If you’re using a fly, you’ll generally want to throw less line than you would with a sinking lure. In fact, you’ll usually only need enough line to just touch the surface of the water.

The reason for this is that flies tend to float rather than sink.

So, when you’re learning how to cast, try throwing one small loop first. Just make sure that your line doesn’t wrap around the reel handle.

If it does, simply pull it off and rewind it. Try again, and keep practicing until you get the hang of it.

You’ll also want to practice making smooth casts. Be careful not to jerk the rod back and forth like you were trying to hit something.

Instead, let the rod swing gently in an arc. As you gain more experience, you’ll become more comfortable with the technique.

Once you have mastered the art of proper casting, you’ll find that you can cast farther than ever before. And once you master that, you’ll be ready to tackle any type of fish you like.

Wrap Up

So, if you were to what is the point of a baitcaster follow all the simple steps provided, not only will you be able to set up your baitcaster, but you’ll also soon get the hang of casting.

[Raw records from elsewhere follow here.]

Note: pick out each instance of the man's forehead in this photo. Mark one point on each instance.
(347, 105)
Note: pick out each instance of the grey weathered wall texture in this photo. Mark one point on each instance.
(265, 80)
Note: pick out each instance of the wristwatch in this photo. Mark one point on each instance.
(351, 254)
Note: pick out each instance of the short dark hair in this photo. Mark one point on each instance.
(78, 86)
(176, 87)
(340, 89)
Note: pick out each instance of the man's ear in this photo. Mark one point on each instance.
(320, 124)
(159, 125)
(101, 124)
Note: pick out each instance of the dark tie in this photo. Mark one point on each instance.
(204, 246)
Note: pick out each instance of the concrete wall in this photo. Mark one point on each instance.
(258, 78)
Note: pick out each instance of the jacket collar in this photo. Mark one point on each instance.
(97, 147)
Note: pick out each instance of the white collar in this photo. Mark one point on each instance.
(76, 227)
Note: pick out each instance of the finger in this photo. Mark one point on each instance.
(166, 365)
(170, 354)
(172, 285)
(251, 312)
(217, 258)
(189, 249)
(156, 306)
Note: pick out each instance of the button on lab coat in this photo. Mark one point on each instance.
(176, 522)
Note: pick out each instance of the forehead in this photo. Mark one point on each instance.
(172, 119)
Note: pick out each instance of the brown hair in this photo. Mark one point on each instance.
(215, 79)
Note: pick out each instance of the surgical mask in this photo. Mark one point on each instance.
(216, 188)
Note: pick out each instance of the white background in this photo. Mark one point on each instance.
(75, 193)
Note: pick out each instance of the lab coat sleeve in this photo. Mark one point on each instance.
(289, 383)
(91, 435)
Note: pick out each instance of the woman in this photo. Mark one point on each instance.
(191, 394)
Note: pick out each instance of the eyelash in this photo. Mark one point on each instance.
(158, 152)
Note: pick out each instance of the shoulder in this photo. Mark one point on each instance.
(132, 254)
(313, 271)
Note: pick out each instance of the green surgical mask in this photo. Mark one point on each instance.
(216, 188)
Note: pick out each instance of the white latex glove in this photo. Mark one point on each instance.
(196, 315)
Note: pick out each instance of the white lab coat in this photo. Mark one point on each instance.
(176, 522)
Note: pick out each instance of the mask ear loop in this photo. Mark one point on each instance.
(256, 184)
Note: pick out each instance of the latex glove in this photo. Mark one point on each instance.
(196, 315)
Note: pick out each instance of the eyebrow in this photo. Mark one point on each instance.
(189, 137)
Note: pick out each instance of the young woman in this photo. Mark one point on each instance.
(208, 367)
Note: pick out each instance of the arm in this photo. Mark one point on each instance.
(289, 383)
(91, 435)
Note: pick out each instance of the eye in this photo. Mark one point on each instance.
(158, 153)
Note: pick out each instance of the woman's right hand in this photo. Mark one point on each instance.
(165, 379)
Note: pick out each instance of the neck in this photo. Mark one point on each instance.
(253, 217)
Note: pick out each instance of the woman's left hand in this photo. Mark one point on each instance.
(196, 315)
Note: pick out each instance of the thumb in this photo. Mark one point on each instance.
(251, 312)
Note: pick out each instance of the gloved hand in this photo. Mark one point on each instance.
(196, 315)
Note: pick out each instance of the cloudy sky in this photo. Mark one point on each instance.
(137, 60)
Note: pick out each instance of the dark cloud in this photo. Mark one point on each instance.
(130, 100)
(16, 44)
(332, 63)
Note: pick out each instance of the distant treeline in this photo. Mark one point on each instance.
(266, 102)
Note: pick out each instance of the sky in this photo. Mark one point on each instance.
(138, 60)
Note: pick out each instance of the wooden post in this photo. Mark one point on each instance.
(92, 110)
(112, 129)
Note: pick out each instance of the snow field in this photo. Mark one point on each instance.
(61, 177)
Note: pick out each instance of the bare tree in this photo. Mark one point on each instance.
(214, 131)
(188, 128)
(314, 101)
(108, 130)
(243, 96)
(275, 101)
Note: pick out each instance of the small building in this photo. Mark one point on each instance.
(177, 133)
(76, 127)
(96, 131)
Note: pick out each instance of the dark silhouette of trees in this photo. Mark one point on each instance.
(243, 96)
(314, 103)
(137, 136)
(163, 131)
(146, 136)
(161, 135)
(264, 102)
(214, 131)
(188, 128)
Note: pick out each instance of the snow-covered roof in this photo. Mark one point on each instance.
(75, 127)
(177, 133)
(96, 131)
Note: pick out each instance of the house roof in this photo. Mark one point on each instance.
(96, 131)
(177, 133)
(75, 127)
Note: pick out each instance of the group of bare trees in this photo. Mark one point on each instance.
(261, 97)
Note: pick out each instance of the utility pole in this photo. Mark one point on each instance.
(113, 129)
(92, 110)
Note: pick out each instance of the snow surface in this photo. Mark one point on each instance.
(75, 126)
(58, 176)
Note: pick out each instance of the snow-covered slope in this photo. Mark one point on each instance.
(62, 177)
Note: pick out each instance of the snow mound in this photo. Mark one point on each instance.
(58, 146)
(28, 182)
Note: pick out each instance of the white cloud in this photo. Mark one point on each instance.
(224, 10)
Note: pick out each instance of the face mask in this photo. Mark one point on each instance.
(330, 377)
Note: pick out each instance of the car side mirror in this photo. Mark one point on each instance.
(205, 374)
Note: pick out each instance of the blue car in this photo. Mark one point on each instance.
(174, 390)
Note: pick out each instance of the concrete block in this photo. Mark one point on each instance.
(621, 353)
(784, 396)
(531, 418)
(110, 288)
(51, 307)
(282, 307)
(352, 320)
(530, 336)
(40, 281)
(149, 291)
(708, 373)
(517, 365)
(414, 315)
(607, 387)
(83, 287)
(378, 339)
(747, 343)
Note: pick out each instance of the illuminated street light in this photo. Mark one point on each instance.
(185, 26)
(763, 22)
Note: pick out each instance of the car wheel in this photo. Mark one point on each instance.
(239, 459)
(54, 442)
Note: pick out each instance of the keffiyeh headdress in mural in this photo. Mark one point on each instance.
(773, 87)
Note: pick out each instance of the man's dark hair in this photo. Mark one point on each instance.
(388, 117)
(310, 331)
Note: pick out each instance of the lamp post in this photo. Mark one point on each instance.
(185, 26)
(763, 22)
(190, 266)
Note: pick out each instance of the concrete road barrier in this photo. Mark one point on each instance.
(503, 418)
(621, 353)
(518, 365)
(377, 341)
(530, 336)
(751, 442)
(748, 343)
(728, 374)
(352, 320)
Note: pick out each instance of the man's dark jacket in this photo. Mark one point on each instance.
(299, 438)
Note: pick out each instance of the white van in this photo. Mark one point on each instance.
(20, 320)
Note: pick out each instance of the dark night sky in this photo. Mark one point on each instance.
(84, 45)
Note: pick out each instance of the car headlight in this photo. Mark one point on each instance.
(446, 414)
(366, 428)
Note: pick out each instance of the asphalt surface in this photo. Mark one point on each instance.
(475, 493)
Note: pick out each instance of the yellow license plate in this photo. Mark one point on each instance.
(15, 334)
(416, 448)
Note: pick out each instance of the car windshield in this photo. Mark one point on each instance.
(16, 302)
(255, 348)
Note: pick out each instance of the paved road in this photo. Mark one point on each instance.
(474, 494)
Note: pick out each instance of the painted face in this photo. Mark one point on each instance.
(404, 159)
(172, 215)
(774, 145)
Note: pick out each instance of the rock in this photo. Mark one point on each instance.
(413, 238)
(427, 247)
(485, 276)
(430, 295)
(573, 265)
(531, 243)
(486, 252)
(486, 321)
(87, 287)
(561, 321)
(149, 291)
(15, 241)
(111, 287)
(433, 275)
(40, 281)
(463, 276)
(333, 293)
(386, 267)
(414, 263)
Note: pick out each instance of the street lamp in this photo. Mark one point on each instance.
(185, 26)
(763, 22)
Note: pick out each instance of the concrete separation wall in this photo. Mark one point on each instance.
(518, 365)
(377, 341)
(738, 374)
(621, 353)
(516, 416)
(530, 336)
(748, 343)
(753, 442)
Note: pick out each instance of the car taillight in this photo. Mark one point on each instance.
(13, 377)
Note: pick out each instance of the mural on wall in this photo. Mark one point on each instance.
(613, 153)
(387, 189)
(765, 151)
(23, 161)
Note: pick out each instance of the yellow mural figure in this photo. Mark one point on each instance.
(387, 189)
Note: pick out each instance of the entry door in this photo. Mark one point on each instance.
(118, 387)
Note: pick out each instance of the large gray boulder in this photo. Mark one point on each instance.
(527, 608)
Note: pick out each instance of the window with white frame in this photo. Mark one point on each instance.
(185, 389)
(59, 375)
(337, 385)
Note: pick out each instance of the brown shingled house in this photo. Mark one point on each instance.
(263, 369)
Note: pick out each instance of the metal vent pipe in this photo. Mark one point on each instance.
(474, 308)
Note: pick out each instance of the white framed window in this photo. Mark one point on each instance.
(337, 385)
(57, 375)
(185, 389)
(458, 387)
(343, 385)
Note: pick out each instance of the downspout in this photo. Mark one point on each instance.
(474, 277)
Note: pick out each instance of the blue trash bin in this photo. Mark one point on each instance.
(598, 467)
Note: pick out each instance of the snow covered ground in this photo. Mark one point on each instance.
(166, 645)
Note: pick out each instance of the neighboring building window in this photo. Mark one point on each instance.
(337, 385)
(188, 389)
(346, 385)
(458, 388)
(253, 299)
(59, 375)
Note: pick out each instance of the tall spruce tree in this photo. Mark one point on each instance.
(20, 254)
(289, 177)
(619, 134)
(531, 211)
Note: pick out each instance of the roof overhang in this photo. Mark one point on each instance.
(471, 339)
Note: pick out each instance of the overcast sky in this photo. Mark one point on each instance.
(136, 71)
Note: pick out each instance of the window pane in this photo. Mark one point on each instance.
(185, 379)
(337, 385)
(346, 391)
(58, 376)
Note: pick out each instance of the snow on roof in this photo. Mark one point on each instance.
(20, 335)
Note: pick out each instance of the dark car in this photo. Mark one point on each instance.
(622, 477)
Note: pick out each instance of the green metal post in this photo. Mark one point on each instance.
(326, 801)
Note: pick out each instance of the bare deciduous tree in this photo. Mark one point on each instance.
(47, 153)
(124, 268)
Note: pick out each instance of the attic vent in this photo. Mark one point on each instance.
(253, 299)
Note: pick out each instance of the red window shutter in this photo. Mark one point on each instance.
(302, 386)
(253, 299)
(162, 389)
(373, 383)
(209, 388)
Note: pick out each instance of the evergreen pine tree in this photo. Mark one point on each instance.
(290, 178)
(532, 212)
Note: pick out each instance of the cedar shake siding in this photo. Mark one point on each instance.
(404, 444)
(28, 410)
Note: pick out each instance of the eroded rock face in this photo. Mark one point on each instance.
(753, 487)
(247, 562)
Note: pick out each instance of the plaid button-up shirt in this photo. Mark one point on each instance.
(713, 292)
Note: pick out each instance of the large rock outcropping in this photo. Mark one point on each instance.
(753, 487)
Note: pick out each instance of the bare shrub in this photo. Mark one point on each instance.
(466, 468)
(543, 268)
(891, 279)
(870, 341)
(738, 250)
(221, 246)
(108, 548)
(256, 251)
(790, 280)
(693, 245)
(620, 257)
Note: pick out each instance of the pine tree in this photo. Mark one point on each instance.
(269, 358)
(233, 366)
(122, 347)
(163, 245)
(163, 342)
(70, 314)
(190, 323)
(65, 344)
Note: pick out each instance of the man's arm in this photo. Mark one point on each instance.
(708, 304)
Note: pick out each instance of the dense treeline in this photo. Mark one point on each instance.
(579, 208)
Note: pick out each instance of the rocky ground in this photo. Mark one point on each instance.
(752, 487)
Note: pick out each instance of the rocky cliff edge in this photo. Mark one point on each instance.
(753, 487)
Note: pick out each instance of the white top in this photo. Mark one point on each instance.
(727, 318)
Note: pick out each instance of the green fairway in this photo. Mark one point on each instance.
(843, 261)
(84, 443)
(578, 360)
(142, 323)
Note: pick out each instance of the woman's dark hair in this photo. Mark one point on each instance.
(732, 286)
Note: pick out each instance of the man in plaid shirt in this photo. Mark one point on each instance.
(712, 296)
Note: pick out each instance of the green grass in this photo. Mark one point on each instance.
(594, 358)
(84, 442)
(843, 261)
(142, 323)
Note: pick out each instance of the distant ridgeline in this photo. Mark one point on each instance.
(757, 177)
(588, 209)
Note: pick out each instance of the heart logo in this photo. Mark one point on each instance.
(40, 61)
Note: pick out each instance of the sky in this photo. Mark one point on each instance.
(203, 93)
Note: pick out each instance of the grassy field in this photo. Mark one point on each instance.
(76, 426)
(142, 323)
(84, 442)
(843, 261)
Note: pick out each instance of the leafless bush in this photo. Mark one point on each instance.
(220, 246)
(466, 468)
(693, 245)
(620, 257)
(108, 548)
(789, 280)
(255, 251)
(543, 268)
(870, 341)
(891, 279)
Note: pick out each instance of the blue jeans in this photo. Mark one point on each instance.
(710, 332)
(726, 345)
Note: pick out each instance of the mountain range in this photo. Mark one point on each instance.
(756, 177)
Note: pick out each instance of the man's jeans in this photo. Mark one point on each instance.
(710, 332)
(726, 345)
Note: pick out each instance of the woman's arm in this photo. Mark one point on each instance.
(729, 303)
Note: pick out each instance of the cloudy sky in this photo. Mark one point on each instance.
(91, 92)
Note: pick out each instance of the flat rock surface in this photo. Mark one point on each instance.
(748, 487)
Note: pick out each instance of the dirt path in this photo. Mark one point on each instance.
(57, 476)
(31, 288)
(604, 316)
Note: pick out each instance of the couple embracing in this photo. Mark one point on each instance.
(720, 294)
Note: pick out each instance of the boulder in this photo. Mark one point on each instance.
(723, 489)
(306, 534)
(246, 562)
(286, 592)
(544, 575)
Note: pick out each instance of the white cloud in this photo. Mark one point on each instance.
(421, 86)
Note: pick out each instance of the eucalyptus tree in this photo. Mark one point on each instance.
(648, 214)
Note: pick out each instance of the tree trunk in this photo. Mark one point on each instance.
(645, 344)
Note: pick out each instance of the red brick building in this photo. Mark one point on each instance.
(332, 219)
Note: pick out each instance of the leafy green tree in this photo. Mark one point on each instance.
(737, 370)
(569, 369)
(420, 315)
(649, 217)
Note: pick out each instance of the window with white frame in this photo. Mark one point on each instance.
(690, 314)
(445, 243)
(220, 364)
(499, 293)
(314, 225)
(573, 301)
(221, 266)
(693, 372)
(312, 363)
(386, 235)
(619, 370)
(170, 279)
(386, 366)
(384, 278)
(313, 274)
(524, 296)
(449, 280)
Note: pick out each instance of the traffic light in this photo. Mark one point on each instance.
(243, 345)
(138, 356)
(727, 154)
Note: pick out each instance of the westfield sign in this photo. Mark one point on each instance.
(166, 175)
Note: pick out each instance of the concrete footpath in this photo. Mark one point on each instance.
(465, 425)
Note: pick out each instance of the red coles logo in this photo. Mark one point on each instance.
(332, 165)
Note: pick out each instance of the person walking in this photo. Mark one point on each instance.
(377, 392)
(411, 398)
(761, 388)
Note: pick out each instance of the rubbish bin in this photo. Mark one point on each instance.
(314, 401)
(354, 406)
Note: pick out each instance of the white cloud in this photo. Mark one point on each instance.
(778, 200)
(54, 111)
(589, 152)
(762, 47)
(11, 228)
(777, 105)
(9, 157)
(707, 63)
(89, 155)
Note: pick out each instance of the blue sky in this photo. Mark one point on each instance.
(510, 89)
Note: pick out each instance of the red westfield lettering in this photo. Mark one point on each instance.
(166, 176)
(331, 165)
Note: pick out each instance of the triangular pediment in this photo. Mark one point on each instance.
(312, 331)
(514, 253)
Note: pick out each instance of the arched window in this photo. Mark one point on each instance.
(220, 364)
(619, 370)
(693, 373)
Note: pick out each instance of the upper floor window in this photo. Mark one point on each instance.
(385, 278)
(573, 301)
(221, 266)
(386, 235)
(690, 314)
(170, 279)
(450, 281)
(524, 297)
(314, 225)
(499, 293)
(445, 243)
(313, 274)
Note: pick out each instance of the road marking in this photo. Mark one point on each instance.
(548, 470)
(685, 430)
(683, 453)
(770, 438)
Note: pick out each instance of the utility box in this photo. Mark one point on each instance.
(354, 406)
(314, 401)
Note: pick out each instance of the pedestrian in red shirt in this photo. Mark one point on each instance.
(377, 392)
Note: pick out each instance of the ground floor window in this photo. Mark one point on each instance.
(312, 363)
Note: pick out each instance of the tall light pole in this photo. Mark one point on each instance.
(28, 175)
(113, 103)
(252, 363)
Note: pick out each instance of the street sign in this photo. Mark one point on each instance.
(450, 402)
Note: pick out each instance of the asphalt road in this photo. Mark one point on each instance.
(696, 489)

People rarely get this right the first time, and it takes a little practice. But I assure you that with time, you’ll be point of baitcasting like a pro!

Fishing Pro at Tyger Leader
My name is Jacob Beasley and I want to be a leader for young fishermen and women who need their questions answered.

While I don’t mind having people walk up to me and ask me about fishing, it does violate an unspoken rule of fishing - leave each other alone. You might scare off my fish by walking over to me!

Also, I wanted to create a single space where newbies could come and read up for hours so that they head to their fishing spot confident and ready. You don’t want to be hovering over your phone all day trying to get answers to your questions.